La epistemo-estesis ambiental entiende que ningún cuerpo puede existir sin los otros, pues cada uno de ellos adquiere sus propiedades como resultado de sus interacciones con los demás. Sin embargo, existe también una paradoja, porque también es una ontología en donde no hay fusión y pérdida de la diferencia, como bien advierte Plumwood. Pues cada cuerpo, al mismo tiempo que se mantiene unido a otros, se distingue como una unidad diferenciada. Es una suerte de dialéctica entre continuidad y diferencia, en la que existe una unión indisoluble entre diversos modos de vida, pero justamente ese enlace vital de co-determinaciones es el que permite a cada organismo mantener su propia individualidad (Varela, 2000).
Aunque en su estructura y funcionamiento el cuerpo está conectado, empalmado e interrelacionado a otros cuerpos, no escapa a un envoltorio que encierra sus propios órganos, organizados en un patrón coherente.
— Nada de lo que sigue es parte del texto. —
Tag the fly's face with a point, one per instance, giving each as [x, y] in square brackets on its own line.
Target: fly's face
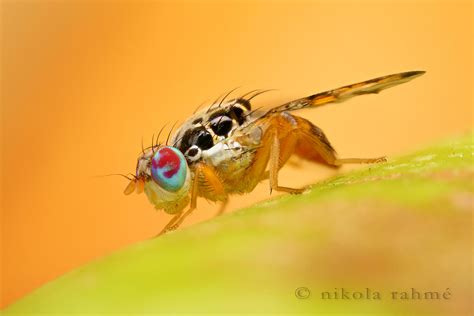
[207, 134]
[163, 174]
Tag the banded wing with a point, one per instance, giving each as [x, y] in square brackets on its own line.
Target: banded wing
[344, 93]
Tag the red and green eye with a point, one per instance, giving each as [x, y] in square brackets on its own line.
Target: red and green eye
[169, 168]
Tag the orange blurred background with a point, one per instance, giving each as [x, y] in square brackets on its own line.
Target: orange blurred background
[83, 82]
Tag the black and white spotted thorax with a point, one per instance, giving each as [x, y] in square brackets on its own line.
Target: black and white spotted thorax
[201, 133]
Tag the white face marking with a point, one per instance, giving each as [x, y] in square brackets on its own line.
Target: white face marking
[196, 151]
[221, 152]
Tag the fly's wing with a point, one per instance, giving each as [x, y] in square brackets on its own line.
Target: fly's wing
[344, 93]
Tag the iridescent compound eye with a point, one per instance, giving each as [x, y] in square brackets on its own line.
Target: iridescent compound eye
[168, 168]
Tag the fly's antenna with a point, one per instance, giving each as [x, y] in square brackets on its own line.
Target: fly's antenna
[259, 93]
[222, 100]
[169, 134]
[197, 108]
[143, 149]
[157, 138]
[118, 174]
[246, 94]
[228, 93]
[152, 142]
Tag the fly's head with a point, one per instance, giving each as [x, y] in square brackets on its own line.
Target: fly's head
[208, 135]
[163, 174]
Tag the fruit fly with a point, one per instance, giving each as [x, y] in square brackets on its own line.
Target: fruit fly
[229, 148]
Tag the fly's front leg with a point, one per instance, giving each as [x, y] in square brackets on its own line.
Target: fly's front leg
[274, 166]
[170, 224]
[341, 161]
[222, 208]
[179, 218]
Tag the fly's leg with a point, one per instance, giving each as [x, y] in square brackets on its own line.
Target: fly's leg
[170, 224]
[341, 161]
[204, 177]
[222, 208]
[179, 218]
[274, 165]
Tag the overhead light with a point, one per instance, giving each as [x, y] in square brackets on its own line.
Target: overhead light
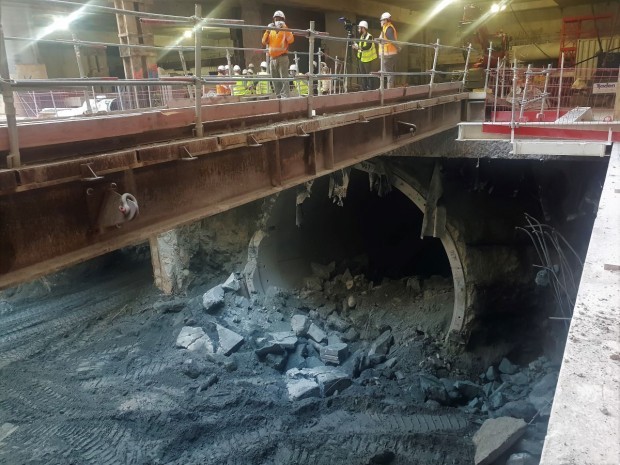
[497, 7]
[61, 23]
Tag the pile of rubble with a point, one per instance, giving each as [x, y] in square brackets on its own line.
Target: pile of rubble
[314, 340]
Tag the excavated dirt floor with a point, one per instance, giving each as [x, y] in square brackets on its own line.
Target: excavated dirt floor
[89, 373]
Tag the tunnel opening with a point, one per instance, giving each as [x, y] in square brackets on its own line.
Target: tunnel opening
[378, 236]
[112, 347]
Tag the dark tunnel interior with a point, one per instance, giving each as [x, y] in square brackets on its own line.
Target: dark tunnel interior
[369, 234]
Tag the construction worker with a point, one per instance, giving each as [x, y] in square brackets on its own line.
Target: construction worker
[239, 88]
[366, 53]
[222, 89]
[300, 85]
[388, 49]
[278, 42]
[263, 87]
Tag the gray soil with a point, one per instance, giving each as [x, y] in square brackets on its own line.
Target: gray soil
[90, 374]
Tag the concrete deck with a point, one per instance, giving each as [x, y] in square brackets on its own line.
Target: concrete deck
[584, 428]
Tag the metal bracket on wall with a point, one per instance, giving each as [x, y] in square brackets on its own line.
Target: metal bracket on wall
[187, 156]
[252, 142]
[402, 128]
[88, 174]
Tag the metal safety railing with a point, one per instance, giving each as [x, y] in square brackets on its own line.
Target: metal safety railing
[518, 96]
[82, 96]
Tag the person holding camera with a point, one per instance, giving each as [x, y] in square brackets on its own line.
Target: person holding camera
[366, 53]
[388, 49]
[277, 41]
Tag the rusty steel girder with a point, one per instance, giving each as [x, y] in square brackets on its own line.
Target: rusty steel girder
[51, 214]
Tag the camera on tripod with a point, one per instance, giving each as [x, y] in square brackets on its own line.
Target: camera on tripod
[348, 25]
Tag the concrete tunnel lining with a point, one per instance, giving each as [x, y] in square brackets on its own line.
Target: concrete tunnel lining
[257, 268]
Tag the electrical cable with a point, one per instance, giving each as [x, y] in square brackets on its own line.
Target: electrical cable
[526, 33]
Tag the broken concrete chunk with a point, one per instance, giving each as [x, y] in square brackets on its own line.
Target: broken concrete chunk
[213, 298]
[507, 367]
[170, 306]
[285, 339]
[276, 361]
[334, 321]
[296, 359]
[333, 382]
[335, 353]
[496, 400]
[313, 362]
[516, 409]
[194, 338]
[229, 341]
[382, 344]
[542, 394]
[313, 283]
[433, 388]
[300, 324]
[325, 310]
[492, 373]
[192, 369]
[302, 388]
[316, 333]
[468, 389]
[323, 271]
[232, 284]
[522, 458]
[269, 347]
[495, 436]
[350, 335]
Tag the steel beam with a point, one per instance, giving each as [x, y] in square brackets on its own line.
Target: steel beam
[50, 212]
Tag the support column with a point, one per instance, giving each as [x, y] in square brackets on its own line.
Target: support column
[170, 261]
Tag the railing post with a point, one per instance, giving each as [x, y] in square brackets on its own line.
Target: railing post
[311, 70]
[544, 96]
[524, 98]
[557, 113]
[13, 159]
[78, 57]
[496, 90]
[198, 67]
[514, 99]
[381, 72]
[465, 70]
[432, 83]
[486, 78]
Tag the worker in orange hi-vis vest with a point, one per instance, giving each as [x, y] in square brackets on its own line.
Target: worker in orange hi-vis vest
[277, 42]
[388, 49]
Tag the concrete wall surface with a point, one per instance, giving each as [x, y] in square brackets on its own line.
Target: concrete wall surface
[584, 427]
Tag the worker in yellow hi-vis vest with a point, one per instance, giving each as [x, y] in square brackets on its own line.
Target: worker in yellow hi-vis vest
[366, 53]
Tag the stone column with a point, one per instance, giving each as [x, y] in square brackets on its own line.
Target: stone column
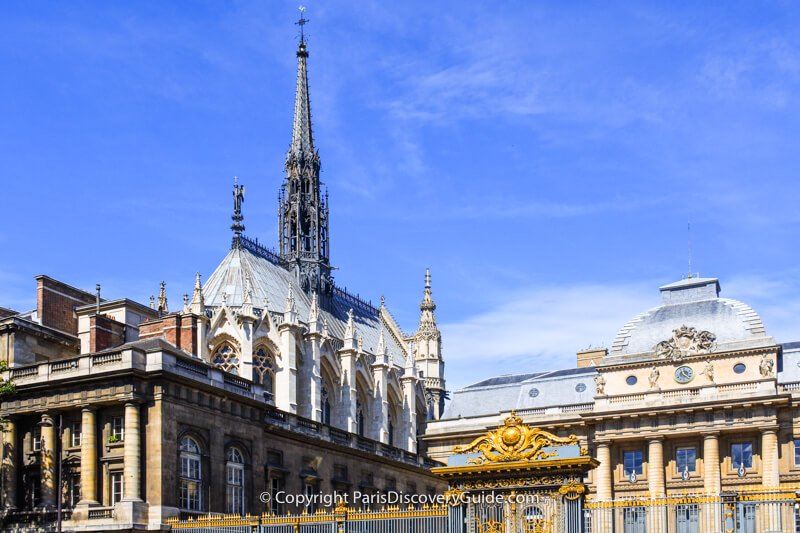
[655, 468]
[131, 484]
[349, 392]
[770, 475]
[409, 384]
[286, 377]
[48, 463]
[88, 457]
[9, 496]
[604, 473]
[712, 477]
[380, 402]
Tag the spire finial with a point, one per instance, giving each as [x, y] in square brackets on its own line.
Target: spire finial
[427, 301]
[302, 22]
[238, 198]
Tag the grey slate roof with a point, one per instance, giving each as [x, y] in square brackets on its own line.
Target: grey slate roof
[270, 288]
[523, 391]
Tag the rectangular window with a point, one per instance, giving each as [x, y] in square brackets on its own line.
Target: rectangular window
[190, 495]
[633, 519]
[74, 488]
[309, 491]
[117, 429]
[275, 486]
[116, 487]
[742, 454]
[686, 459]
[75, 435]
[37, 440]
[632, 462]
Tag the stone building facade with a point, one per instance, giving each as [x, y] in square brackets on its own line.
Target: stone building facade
[692, 397]
[269, 378]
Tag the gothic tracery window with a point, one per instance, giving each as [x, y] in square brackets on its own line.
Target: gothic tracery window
[326, 406]
[360, 419]
[226, 358]
[264, 369]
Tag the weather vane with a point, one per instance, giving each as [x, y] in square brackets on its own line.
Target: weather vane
[302, 22]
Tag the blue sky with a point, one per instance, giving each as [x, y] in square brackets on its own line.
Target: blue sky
[543, 158]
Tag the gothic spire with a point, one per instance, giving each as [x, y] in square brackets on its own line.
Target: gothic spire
[303, 209]
[198, 303]
[302, 138]
[427, 302]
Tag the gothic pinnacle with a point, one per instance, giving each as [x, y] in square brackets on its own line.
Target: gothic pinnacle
[427, 301]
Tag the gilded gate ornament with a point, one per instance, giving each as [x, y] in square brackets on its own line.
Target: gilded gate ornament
[572, 490]
[514, 441]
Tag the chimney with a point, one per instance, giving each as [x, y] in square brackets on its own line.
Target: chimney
[591, 356]
[56, 303]
[105, 332]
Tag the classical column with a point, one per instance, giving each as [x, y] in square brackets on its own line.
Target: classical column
[655, 468]
[88, 457]
[770, 475]
[131, 484]
[711, 468]
[48, 462]
[604, 473]
[9, 495]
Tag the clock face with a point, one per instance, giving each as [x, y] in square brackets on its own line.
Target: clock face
[684, 374]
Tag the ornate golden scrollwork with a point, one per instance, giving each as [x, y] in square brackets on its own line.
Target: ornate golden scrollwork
[514, 441]
[572, 490]
[538, 525]
[491, 526]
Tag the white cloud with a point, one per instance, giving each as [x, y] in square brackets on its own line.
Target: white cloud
[542, 328]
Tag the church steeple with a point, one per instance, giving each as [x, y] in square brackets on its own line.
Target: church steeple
[429, 360]
[303, 210]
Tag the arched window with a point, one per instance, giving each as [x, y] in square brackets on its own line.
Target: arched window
[226, 358]
[326, 406]
[234, 473]
[264, 369]
[191, 476]
[360, 419]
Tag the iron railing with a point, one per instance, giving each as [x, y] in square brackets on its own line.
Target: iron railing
[750, 512]
[390, 520]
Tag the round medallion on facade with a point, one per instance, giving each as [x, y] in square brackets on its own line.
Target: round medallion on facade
[684, 374]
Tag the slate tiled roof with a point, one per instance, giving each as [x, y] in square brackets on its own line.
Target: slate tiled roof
[270, 288]
[523, 391]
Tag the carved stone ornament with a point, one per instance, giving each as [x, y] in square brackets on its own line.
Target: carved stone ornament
[685, 341]
[514, 442]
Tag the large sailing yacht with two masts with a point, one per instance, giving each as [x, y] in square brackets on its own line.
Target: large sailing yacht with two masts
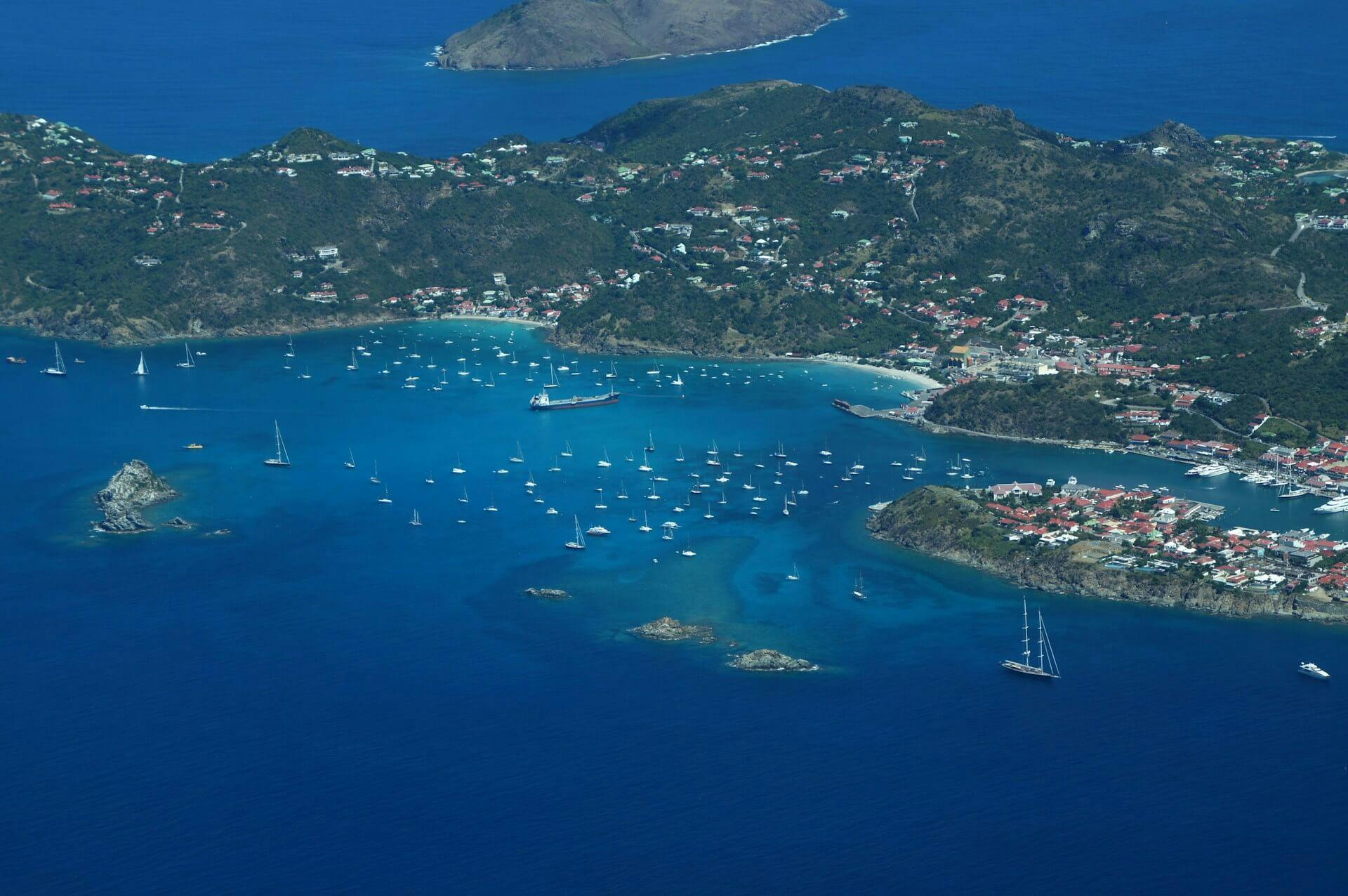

Si bien hecho de agua extraterrestre y polvo estelar, está organizado en una unidad que se regenera desde sí misma. Un cuerpo que, a pesar de estar compuesto por múltiples flujos de materiales, genes y energías, que provienen de fuentes diversas, las cuales a su vez están compuestas por otras fuentes que también están condicionadas por otras fuentes, mantiene su unidad y diferencia. ¿Es un cuerpo? Sí, hay un cuerpo. Pero es un cuerpo mestizo, hecho de mezclas y composiciones misteriosas, que se relaciona con otros cuerpos también conformados por otras mezclas y composiciones inescrutables. Un cuerpo que toma prestado por tiempos muy cortos el agua que fluye por el organismo, los materiales que lo alimentan, la energía que lo anima, y toda la exterioridad de fuerzas que encuentran en él un lugar momentáneo para morar.
El problema epistémico de aquello que llamamos “lo ambiental” consiste en entender que no existe separación, divorcio, sino enmarañamiento dinámico, preñez de proliferaciones que sigue patrones estéticos, pero, al mismo tiempo, comprender que entre los múltiples somos diferentes. Esa diversidad de encuentros explica la vida. Habitamos con otras alteridades, estando inter-penetrados, implicados, involucrados, en la espesa urdimbre de la vida. Por eso somos vida dentro de la vida, una forma de vida que mantiene su propia estructura y especificaciones, que no se disuelve en un todo mayor, pero que tampoco puede imaginarse al margen de lo demás.